Não foi pedida nem dada permissão para usar os lugares verdadeiros que aparecem nesta história. Eu espero que os donos da Cidade de Pedra, da Casa na Pedra e os caçadores proprietários do hotel, no centro dos Estados Unidos, fiquem tão perplexos quanto qualquer outra pessoa ao encontrar suas propriedades aqui.
Deixei vaga a localização de vários lugares: a cidade de Lakeside, por exemplo, e a fazenda com o freixo, uma hora ao sul de Blacksburg. Você pode procurá-los, se quiser... e até mesmo encontrá-los.
Fora isso, nem é preciso dizer que todas as personagens, vivas, mortas ou mortas-vivas, utilizadas nesta história, são fictícias ou foram usadas em um contexto fictício. Só os deuses são reais.
Uma questão que sempre me intrigou é o que acontece com os seres demoníacos quando os imigrantes se mudam de sua terra natal. Americanos de ascendência irlandesa lembram-se das fadas, americanos de ascendência norueguesa, das nisser, americanos de ascendência grega, das vrykólakas, mas só no que diz respeito a eventos acontecidos no Velho Continente.
Certa vez, quando perguntei por que (ais demônios não são vistos nos Estados Unidos, meus informantes riram confusos e disseram "Eles têm medo de cruzar o oceano, é muito longe", chamando atenção para o falo de que Cristo e os apóstolos nunca estiveram na América.
— Richard Dorson, "A Theory for American Folclore", American Folklore and the Historian
PARTE UM
SOMBRAS
CAPÍTULO UM
As fronteiras do nosso país, senhor? Como assim, senhor? Pelo norte, fazemos fronteira com a Aurora Boreal; pelo leste, com o sol nascente; pelo sul, com a procissão dos Equinócios; e, pelo oeste, com o Dia do julgamento Final.

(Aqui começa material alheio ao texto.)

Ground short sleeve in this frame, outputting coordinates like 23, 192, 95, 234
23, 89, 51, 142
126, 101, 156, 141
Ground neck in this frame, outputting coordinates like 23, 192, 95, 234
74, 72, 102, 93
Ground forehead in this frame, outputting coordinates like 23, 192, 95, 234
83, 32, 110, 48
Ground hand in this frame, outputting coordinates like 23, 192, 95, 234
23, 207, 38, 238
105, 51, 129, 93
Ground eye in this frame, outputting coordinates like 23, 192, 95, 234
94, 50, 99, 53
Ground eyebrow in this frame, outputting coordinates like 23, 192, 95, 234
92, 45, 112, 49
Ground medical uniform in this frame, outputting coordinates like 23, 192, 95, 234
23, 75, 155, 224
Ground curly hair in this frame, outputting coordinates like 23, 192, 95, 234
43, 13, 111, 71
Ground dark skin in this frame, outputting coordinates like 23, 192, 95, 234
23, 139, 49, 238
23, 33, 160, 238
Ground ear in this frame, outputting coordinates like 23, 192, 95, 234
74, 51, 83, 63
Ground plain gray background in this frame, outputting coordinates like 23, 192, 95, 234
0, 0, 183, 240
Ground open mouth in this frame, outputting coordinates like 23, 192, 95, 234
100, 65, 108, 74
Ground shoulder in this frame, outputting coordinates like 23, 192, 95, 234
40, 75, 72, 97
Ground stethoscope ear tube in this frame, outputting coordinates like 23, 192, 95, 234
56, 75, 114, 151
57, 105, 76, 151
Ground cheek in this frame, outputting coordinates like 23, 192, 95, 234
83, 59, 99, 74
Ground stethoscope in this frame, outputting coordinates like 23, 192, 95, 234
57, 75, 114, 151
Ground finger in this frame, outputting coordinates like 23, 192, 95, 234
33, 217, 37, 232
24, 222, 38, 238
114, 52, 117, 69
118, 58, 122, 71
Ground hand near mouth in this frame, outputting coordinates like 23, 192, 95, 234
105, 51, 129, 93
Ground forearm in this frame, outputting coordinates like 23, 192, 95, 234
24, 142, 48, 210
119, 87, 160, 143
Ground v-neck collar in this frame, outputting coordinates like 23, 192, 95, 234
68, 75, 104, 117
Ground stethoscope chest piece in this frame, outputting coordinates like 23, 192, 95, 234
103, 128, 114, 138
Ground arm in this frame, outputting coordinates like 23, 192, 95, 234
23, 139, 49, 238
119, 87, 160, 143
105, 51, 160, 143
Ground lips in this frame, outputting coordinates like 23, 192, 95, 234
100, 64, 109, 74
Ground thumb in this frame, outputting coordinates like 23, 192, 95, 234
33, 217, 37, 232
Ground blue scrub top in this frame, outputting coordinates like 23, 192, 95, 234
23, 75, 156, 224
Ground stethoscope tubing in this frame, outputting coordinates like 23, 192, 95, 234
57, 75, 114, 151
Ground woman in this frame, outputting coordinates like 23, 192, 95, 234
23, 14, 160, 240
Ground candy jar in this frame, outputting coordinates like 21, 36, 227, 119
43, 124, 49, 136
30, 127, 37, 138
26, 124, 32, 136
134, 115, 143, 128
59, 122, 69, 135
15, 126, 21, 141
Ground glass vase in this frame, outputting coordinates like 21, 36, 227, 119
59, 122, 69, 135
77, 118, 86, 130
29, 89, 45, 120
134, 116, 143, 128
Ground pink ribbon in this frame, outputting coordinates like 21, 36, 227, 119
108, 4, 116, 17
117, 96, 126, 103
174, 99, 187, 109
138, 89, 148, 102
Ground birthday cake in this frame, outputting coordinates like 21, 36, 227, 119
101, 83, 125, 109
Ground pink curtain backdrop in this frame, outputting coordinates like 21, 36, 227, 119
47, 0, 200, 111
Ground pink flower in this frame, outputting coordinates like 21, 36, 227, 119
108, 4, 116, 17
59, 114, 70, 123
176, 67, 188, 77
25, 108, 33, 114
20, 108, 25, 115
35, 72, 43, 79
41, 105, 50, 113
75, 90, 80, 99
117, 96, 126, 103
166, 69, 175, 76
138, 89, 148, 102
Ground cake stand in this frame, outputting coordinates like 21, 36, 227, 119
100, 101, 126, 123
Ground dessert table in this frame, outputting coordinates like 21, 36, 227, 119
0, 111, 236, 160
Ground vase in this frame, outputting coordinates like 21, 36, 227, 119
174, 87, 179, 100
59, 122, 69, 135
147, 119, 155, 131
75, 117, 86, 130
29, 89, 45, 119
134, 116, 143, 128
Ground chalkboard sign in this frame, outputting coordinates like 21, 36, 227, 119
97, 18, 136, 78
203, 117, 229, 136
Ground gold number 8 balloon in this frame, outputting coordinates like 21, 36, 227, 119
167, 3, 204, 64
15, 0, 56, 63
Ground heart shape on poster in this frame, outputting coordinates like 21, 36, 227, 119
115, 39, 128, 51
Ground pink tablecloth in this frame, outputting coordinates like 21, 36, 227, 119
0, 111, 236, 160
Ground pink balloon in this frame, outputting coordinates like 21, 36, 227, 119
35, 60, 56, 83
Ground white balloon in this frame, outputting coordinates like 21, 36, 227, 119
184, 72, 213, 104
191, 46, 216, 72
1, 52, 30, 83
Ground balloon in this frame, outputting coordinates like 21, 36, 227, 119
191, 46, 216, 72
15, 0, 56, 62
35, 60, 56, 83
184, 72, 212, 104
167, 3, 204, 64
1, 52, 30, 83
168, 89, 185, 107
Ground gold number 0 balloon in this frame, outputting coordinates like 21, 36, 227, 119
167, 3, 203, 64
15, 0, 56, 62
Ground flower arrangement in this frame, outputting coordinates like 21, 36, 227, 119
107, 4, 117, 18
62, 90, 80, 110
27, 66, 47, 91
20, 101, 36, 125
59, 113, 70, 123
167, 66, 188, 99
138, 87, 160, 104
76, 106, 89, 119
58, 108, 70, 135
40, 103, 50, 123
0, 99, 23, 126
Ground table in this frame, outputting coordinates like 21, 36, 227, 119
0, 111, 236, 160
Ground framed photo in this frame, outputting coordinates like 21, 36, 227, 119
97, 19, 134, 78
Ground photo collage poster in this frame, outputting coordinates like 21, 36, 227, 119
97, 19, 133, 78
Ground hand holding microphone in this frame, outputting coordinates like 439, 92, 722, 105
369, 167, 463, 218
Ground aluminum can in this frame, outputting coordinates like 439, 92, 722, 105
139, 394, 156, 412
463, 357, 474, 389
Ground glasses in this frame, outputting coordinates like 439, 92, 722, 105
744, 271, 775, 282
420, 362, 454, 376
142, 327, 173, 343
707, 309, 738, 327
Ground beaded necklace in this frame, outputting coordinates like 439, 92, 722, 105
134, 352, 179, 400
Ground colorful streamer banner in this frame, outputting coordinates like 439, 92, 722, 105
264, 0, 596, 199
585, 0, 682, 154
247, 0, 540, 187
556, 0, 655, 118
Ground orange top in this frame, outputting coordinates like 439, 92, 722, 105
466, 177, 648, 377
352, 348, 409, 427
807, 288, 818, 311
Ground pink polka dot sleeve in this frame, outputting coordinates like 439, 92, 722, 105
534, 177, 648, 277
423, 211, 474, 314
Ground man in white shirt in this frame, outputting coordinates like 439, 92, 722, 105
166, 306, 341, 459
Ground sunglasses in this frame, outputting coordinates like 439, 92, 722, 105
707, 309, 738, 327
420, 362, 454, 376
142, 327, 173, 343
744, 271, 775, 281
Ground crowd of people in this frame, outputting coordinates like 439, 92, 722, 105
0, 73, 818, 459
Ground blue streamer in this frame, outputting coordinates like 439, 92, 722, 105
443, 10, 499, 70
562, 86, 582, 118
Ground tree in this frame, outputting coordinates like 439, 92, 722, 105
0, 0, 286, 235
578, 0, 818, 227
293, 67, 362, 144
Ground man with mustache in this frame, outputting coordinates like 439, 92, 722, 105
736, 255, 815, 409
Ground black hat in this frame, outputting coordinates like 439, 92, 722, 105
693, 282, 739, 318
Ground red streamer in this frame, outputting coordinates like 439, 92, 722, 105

— O livro de piadas americanas, de Joe Miller
Shadow havia cumprido três anos de prisão. Era bem grande e tinha uma cara de "não-se-meta-comigo", por isso seu maior problema era como fazer o tempo passar. Assim, mantinha o corpo em forma, treinava alguns truques com moedas e pensava no quanto amava sua mulher.
Na opinião de Shadow, a única coisa boa no fato de estar na prisão era um sentimento de alívio. O sentimento de ter mergulhado o máximo possível e atingido o fundo. Não se preocupava mais se o homem iria pegá-lo, porque já o havia pegado. Não tinha mais medo do que o amanhã traria, porque o ontem já trouxera o que estava reservado para ele.
Shadow resolveu que não fazia a mínima diferença se você havia mesmo feito aquilo pelo que fora condenado. Todo mundo que ele conheceu na prisão fora injustiçado em algum momento: sempre existia algo que as autoridades entenderam errado, algo que disseram que você fez quando, na verdade, não fez — ou que você não fez bem do jeito que eles falaram que você fez. O que importava é que tinham pegado você.
Percebeu isso logo nos primeiros dias, quando tudo, desde a gíria até a comida ruim, era novo. Apesar do sofrimento e da profunda sensação arrepiante de estar encarcerado, ele respirava aliviado.
Shadow tentava não falar muito. Por volta do seu segundo ano de prisão, mencionou algo sobre sua teoria a Low Key Lyesmith, seu companheiro de cela.
Low Key, um golpista de Minnesota, mostrou seu sorriso de cicatriz.
— É — disse. — É verdade. É até melhor se você for condenado à morte. É quando se lembra das piadas sobre os caras que chutaram as botas pra longe, quando sentiram o laço apertar o pescoço, porque os amigos sempre falavam que ele ia morrer de botas.
— Isso é uma piada? — perguntou Shadow.